Doug McAneny: Well, thank you for having me. It's great to be here. It's always good to be back at the mother ship of the most important part of my education. So the University of Nebraska has got a fun spot in my heart. And I only wish the Husker Football Team was playing a little bit better, but I know that's gonna come around. (chuckles) I know that's gonna come around.
Karl Vogel: I hope so too, and back in 1978 when you graduated, with a civil engineering degree, the football team had story games and story things I'm sure.
Doug McAneny: Yeah, their only problem was they couldn't beat Oklahoma. In tough summer days? Back in those days. Right after I left. That's right. I was an undergraduate for five years, took a little bit longer, because I had a little bit of trouble deciding what I wanted to major in, and five straight years they lost to Oklahoma that was tough. That was tough. And there were a couple of very, very close games where the Huskers manage to snatch defeat from the jaws of victory as we say. But they had a heck of a run after that and a lot of fun to watch with. I was telling the undergraduates in a class that, when I started at the University of Nebraska, Tom Osborne was in his second year as head coach. That's how old I am.
Karl Vogel: (laughs) And obviously, this isn't the first time you've been back to the campus since you graduated. Since 1978, what have you seen most change in the college of Engineering and what's impressed you the most during this visit?
Doug McAneny: Well, I think it would be for me at least the facilities. When I was an undergraduate civil engineer, we were in Bancroft Hall and Bancroft Hall is no more.
Karl Vogel: Right.
Doug McAneny: It was raised and probably should have been, many, many years ago. It was a needle building, but probably not conducive to the way we teach students in this day and age. I was a touring the labs this week and I mentioned that when I was an undergraduate student, there were only three labs, for a civil engineering major. You had a materials lab, you had a soil mechanics lab, and then you had a computer science lab and computer science isn't exactly civil engineering course. It was a course that I was required to take, but that was my third lab. So you look at the laboratory facilities today and you just can't help, but be amazed at how much better they are and how, I'm sure they compliment a lot of the courses that our undergraduates civil engineers are exposed to.

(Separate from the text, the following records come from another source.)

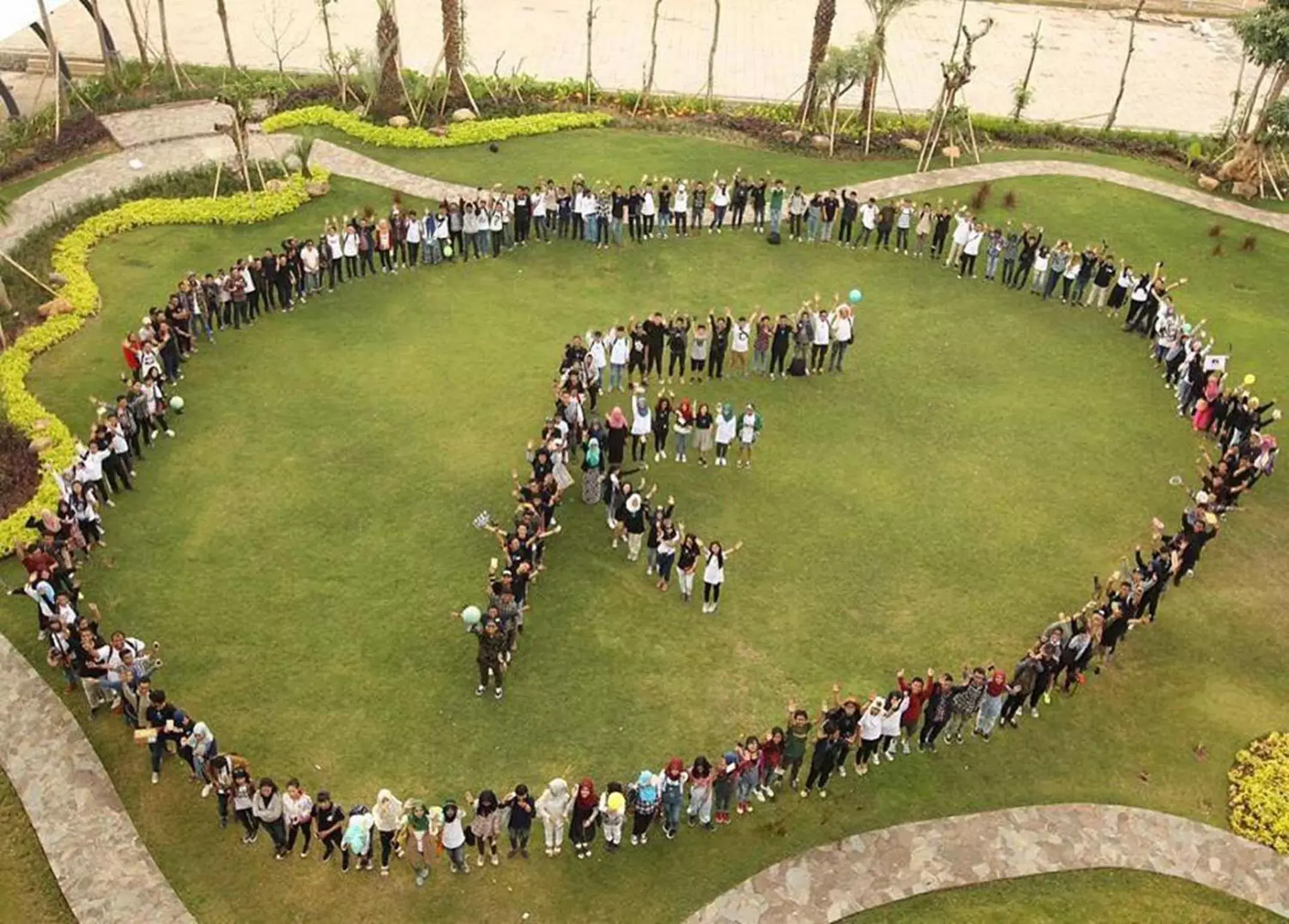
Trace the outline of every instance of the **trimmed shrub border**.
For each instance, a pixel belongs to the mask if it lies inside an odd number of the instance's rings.
[[[1227,780],[1231,830],[1289,854],[1289,733],[1271,732],[1236,754]]]
[[[89,254],[94,245],[111,235],[152,224],[255,224],[295,211],[309,201],[308,182],[325,180],[326,173],[315,170],[305,180],[294,174],[276,191],[254,196],[240,192],[226,198],[141,198],[81,222],[54,245],[53,268],[67,280],[59,296],[72,305],[71,314],[53,317],[19,336],[0,356],[0,403],[9,421],[28,439],[43,439],[40,450],[45,467],[35,496],[0,521],[0,553],[8,553],[18,540],[34,535],[27,519],[44,509],[58,506],[58,483],[53,472],[72,461],[75,439],[62,420],[50,414],[27,390],[27,371],[34,357],[75,334],[101,304],[98,286],[89,274]]]
[[[607,125],[611,119],[612,116],[606,112],[543,112],[536,116],[455,122],[440,135],[420,126],[396,129],[389,125],[373,125],[352,112],[342,112],[331,106],[305,106],[269,116],[262,128],[264,131],[281,131],[302,125],[329,125],[351,138],[376,147],[454,148],[521,135],[545,135],[563,129],[594,129]]]

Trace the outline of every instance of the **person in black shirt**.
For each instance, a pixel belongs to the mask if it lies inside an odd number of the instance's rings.
[[[325,863],[340,849],[340,838],[344,836],[344,809],[331,802],[331,794],[325,789],[318,793],[317,802],[313,803],[313,829],[317,831],[318,843],[322,844]]]
[[[644,320],[641,325],[644,332],[644,380],[643,384],[648,384],[648,376],[656,375],[663,378],[663,342],[666,338],[668,325],[663,320],[663,312],[654,312],[654,314]]]
[[[724,372],[724,354],[726,349],[730,347],[730,321],[727,318],[718,318],[714,314],[709,314],[708,321],[712,323],[712,351],[708,357],[708,380],[712,380],[719,379]]]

Karl Vogel: We get students undergraduate, graduate from not just Nebraska, but all over the country and all over the world, and they all have different paths of getting here. What was your path to getting to the University of Nebraska and especially the College of Engineering?

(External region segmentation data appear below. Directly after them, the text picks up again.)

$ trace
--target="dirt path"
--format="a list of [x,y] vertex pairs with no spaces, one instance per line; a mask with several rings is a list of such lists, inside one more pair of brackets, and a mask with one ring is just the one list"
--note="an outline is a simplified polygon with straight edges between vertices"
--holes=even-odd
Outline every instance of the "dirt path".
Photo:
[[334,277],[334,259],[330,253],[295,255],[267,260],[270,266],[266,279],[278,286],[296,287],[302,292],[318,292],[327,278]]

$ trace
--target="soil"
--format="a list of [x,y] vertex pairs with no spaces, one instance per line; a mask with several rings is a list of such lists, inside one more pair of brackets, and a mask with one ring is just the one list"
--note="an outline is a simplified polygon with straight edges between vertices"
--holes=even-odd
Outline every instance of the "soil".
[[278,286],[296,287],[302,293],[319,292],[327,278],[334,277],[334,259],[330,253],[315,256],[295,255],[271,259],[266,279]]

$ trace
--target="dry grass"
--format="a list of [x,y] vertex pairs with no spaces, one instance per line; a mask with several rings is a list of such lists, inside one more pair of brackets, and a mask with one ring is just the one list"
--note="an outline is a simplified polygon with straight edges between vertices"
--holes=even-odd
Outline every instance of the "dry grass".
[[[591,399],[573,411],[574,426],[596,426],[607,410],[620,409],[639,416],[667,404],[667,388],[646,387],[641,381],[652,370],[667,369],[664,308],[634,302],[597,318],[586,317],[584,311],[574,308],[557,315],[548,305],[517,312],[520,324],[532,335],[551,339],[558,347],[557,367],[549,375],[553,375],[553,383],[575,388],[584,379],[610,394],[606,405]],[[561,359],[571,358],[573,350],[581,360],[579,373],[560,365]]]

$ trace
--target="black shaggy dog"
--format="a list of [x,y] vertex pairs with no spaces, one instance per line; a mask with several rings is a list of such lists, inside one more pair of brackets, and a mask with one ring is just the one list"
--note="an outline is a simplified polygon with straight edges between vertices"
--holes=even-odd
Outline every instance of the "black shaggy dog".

Doug McAneny: Well, I think, first of all, my parents instilled in both me and my sisters that there was no option other than to go to college. So that put a sort of a focus and an emphasis on my high school education. My decision to attend the University of Nebraska was sort of a natural, I felt really comfortable with the people that I'd grown up with, most of them wanting to come down here and get an education. And so the cohort group that I had growing up in my school all came down here and it goes to school and it was a great decision, a decision that changed my life dramatically for the better. And after about a year as an undergraduate, I attracted the attention of the United States Navy and they offered me a scholarship. So I was given a scholarship to continue my studies in an engineering field so that I would be eligible to join the Naval Nuclear Propulsion Program. That's sort of my story in Lincoln, Nebraska.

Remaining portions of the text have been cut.